The first question Duckworth addressed, again, was the relative importance of I. They found that at both schools, I. The full list of 24, on the other hand, felt too unwieldy. So they asked Peterson if he could narrow the list down to a more manageable handful, and he identified a set of strengths that were, according to his research, especially likely to predict life satisfaction and high achievement.

After a few small adjustments Levin and Randolph opted to drop love in favor of curiosity , they settled on a final list: zest, grit, self-control, social intelligence, gratitude, optimism and curiosity. Over the course of the next year and a half, Duckworth worked with Levin and Randolph to turn the list of seven strengths into a two-page evaluation, a questionnaire that could be completed by teachers or parents, or by students themselves. For Levin, the next step was clear.

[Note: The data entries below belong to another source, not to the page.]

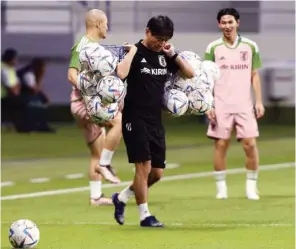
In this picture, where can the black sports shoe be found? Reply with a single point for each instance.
(119, 209)
(151, 221)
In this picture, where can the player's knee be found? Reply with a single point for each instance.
(221, 144)
(156, 174)
(249, 145)
(143, 169)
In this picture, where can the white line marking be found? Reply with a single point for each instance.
(6, 184)
(74, 176)
(174, 224)
(168, 166)
(167, 178)
(39, 180)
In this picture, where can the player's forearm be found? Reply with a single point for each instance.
(185, 68)
(124, 66)
(256, 83)
(72, 76)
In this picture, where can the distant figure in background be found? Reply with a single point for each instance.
(31, 77)
(239, 60)
(11, 102)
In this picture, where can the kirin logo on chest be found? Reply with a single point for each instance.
(244, 55)
(162, 60)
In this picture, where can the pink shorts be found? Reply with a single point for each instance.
(91, 131)
(245, 124)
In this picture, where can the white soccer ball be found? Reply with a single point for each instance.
(24, 234)
(183, 84)
(101, 113)
(210, 68)
(100, 60)
(176, 102)
(111, 89)
(193, 60)
(200, 101)
(205, 81)
(87, 84)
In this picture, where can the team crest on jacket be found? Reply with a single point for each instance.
(244, 55)
(162, 60)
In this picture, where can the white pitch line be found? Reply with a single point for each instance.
(167, 178)
(74, 176)
(39, 180)
(168, 166)
(173, 224)
(6, 184)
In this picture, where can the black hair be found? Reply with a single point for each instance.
(161, 26)
(9, 55)
(228, 11)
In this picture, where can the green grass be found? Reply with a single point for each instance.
(193, 217)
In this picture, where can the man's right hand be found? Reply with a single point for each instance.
(211, 115)
(130, 47)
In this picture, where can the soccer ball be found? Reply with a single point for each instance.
(176, 102)
(200, 101)
(193, 59)
(210, 68)
(183, 84)
(111, 89)
(205, 81)
(99, 112)
(24, 234)
(86, 83)
(100, 60)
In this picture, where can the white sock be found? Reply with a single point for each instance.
(251, 182)
(126, 194)
(144, 211)
(220, 180)
(95, 189)
(252, 175)
(106, 157)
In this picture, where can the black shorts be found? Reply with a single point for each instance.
(144, 142)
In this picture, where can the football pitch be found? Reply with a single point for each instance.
(46, 181)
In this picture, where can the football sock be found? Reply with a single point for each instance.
(144, 211)
(95, 189)
(125, 195)
(106, 157)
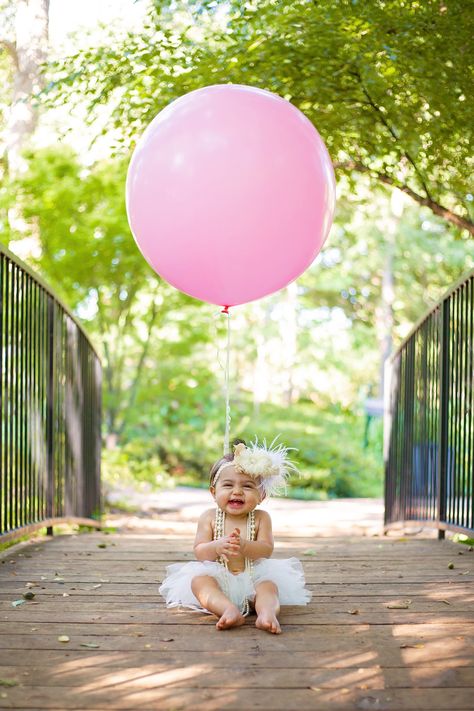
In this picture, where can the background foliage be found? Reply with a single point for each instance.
(386, 84)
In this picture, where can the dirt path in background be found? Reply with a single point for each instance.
(178, 509)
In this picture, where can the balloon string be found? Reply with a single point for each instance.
(226, 387)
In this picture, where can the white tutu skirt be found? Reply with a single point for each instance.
(287, 574)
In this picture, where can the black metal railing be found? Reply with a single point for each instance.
(429, 462)
(50, 408)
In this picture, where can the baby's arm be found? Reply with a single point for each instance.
(205, 548)
(263, 546)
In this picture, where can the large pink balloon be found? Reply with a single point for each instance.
(230, 193)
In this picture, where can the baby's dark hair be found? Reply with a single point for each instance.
(226, 458)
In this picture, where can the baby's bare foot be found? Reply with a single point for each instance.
(231, 617)
(268, 621)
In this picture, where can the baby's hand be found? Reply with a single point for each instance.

Back at Riverdale, though, the idea of a character report card made Randolph nervous. Still, he did think that the inventory Duckworth and Peterson developed could be a useful tool in communicating with students about character. He talks about character at parent nights, asks pointed questions in staff meetings, connects like-minded members of his faculty and instructs them to come up with new programs. Last winter, Riverdale students in the fifth and sixth grades took the indicator survey, and their teachers rated them as well. When Randolph arrived at Riverdale, the school already had in place a character-education program, of a sort. Called CARE , for Children Aware of Riverdale Ethics, the program was adopted in in the lower school, which at Riverdale means prekindergarten through fifth grade.

Avoid Gossiping. In the lower school, many teachers describe it as a proud and essential part of what makes Riverdale the school that it is. Martin Luther King Jr. Cohen, the guidance counselor for the middle and upper schools, and Karen Fierst, a learning specialist in the lower school. Cohen is friendly and thoughtful, in her mids, a graduate of Fieldston, the private school just down the road from Riverdale. She is intensely interested in character development, and like Randolph, she is worried about the character of Riverdale students.

But she is not yet entirely convinced by the seven character strengths that Riverdale has ostensibly chosen. Are you honest in dealings with other people? Are you a cheater? Are you a hard worker?

Which makes a campaign like the one that Randolph is trying Essay On True Grit embark on all the more jordan archer chester. Authority control. Tomorrow is a new day.